We drove from High Island to almost Galv. St Prk today. Seaweed is incredible...absolutely and without a doubt, unfishable. When will it end!!???? gb


----------



## redlover (Sep 18, 2012)

oh man, we plan to come to HI this Friday for some surf fishing. Is the seaweed on the beach or also in the water ?


----------



## 3192 (Dec 30, 2004)

The first gut was pretty much solid weed....I didn't even take the rod out of the jeep. There were a couple of BYTB yakers past the third bar but didn't see them do any good. They were south of HI before the big house on the curve. It's the worse I've seen. Maybe someone else will post up with better info...but from what I saw today, it's nasty. gb


----------



## redlover (Sep 18, 2012)

if that's the case then I'll save my 4hrs driving for next month. Thx gb.


----------



## 3192 (Dec 30, 2004)

this will give you some idea.........

http://www.cbwebcam.com/beach/beachcam.htm


----------



## JustSlabs (Jun 19, 2005)

It's never going to end!!!!


----------



## SurfRunner (May 22, 2004)

I sure would like to see us get a nice little tropical storm or depression so it will clean the beach up a bit.


----------



## jimj100 (Dec 1, 2012)

Ha!, galvbay,
matagorda beach webcam has that Crystal webcam BEAT! it almost reaches the end of the pier....
http://www.gomatagorda.com/matagorda-beach-webcam/


----------



## rjc1982 (Sep 27, 2005)

Got another big mass fixin' to hit this weekend.
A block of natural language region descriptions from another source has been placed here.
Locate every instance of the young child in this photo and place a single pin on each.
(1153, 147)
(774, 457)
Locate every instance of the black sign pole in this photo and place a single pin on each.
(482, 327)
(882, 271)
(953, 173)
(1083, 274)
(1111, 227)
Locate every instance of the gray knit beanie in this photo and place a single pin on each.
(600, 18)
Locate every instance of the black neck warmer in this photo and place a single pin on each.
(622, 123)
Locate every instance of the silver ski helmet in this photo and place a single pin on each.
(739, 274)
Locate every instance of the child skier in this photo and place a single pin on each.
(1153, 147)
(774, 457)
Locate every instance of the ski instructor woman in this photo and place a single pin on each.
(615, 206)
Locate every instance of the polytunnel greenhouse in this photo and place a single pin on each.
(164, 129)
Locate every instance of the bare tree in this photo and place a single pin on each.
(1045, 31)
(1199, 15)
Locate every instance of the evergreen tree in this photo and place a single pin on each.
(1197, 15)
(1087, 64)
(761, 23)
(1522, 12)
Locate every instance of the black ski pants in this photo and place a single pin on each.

http://www.tamug.edu/seas/SAR East .html


----------



## willygee (Jun 21, 2013)

rjc1982 said:


> Got another big mass fixin' to hit this weekend.
> 
> http://www.tamug.edu/seas/SAR East .html


yup i just made a new post for that site... i'll be keeping an eye out - makes it tough to fish that all that stuff in the water...


----------



## 3192 (Dec 30, 2004)

Tropical storms sounds good to me! Watching those guys in their front end loaders wore me out....there is no way they can keep up with that stuff. Thanks for the cam links....I'll bookmark 'em.


----------



## wish2fish (Mar 1, 2005)

Down here now. I thought people were exaggerating but I have never seen anything like this. The water is red out to the third bar. I made the drive so I am just going to try in the morning but I don't really even want to get in this water. Surfside between access 4&5


----------



## wish2fish (Mar 1, 2005)

My buddy showed up and we decided to move to the mouth of the brazos. Not much weed at all and landed two nice bulls in the 34" range.


----------



## Goose Lover (Jan 23, 2012)

What is color of the water at the Brazos and Bryan Beach?


----------



## wish2fish (Mar 1, 2005)

Goose Lover said:


> What is color of the water at the Brazos and Bryan Beach?


Toilet bowl brown.


----------